Mexican Molasses Lime Grilled Chicken recipe is an easy chicken dish with pizazz.
It’s still summer and I’m on vacation but school supplies lists keep appearing on the table in front of me. According to the list, my daughter needs 50 pencils and 800 sheets of loose leaf (among other things). Next week she’ll march off to school looking like she’s headed on a week-long back country hike, her knapsack bulging with all those school supplies and boxes of Kleenex and indoor sneakers. My son will leave for school with a pen, a wad of paper and hopefully his lunch.
As much as I hate to see summer vacation coming to an end I do love the first day of school, watching my kids head out the door. It’s as though, right before my eyes they grow from first graders to the middle school and high school students they are today, the reverse of Tom Hanks becoming a boy again at the end of the movie “Big”.
But school hasn’t started yet and the holiday weekend awaits so I’m sharing a recipe that you can enjoy at your Labour Day barbecue.
Mexican Molasses Lime Grilled Chicken recipe is an easy chicken dish with pizazz. It’s perfect for your weekend barbecue but is quick enough for a weeknight. The recipe uses boneless, skinless chicken thighs, which I find are more moist and flavourful than chicken breasts, and cheaper too.
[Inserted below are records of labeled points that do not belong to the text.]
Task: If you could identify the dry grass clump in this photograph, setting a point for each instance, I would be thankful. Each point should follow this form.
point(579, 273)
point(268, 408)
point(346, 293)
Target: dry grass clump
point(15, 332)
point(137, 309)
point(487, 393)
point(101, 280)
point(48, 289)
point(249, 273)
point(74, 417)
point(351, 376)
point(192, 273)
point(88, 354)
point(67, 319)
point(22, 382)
I serve it with roasted corn and summer squash (zucchini). Just toss 1 1/2 cups of frozen corn with two chopped summer squash, one sliced red onion, a clove of garlic, minced, 1 Tbsp. of olive oil, salt & pepper and whatever herbs you have on hand. Roast at 375 F until the zucchini is tender. Stir from time to time so it cooks evenly. Instead of roasting the vegetable mixture you could saute the mixture in a large frying pan. Marinated Tomato Salad with Garlicky Paprika Vinaigrette would be another great addition to the meal. Serve Molasses Crinkle Cookie S’Mores for dessert.
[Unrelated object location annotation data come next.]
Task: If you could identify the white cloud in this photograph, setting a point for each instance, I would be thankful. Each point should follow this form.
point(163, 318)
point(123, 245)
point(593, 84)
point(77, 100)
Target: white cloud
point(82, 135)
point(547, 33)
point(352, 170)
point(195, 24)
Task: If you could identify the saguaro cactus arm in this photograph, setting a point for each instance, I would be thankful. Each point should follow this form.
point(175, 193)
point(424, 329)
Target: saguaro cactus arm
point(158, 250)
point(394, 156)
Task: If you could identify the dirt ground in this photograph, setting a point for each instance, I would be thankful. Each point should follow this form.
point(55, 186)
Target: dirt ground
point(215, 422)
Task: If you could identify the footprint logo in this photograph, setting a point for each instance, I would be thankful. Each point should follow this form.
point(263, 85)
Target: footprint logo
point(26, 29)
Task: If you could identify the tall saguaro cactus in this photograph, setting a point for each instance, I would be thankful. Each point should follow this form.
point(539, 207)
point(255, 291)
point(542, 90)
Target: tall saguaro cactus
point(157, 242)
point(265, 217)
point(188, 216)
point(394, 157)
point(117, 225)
Mexican Molasses Lime Grilled Chicken Recipe
Slightly adapted from the blog Le Cafe Sucre Farine
- 3 lbs. boneless, skinless chicken thighs
- 1 Tbsp. olive oil
For the marinade:
- 2 Tbsp. olive oil
- 2 Tbsp. Crosby’s Fancy Molasses
- 2 Tbsp. brown sugar
- ¼ cup fresh lime juice
- 1 tsp. finely grated fresh ginger
- 1 tsp. cumin
- 1 tsp. coriander
- 1 tsp. dry oregano
- 3 cloves garlic, minced
- 1 tsp. kosher salt
- Combine all marinade ingredients in a sauce pan and stir well. Pour 3 Tbsp. into a zip-lock bag or baking dish and add chicken. Toss the chicken until it’s well coated. Marinate for 30 minutes and up to 12 hours.
- Bring remaining marinade to a simmer over medium heat and cook until reduced by half.
- Season chicken with salt and pepper. Grill over medium heat (either stovetop or barbecue) until cooked through, basting often with the remaining marinade.
- Tent chicken with foil and let rest for 5 minutes before serving.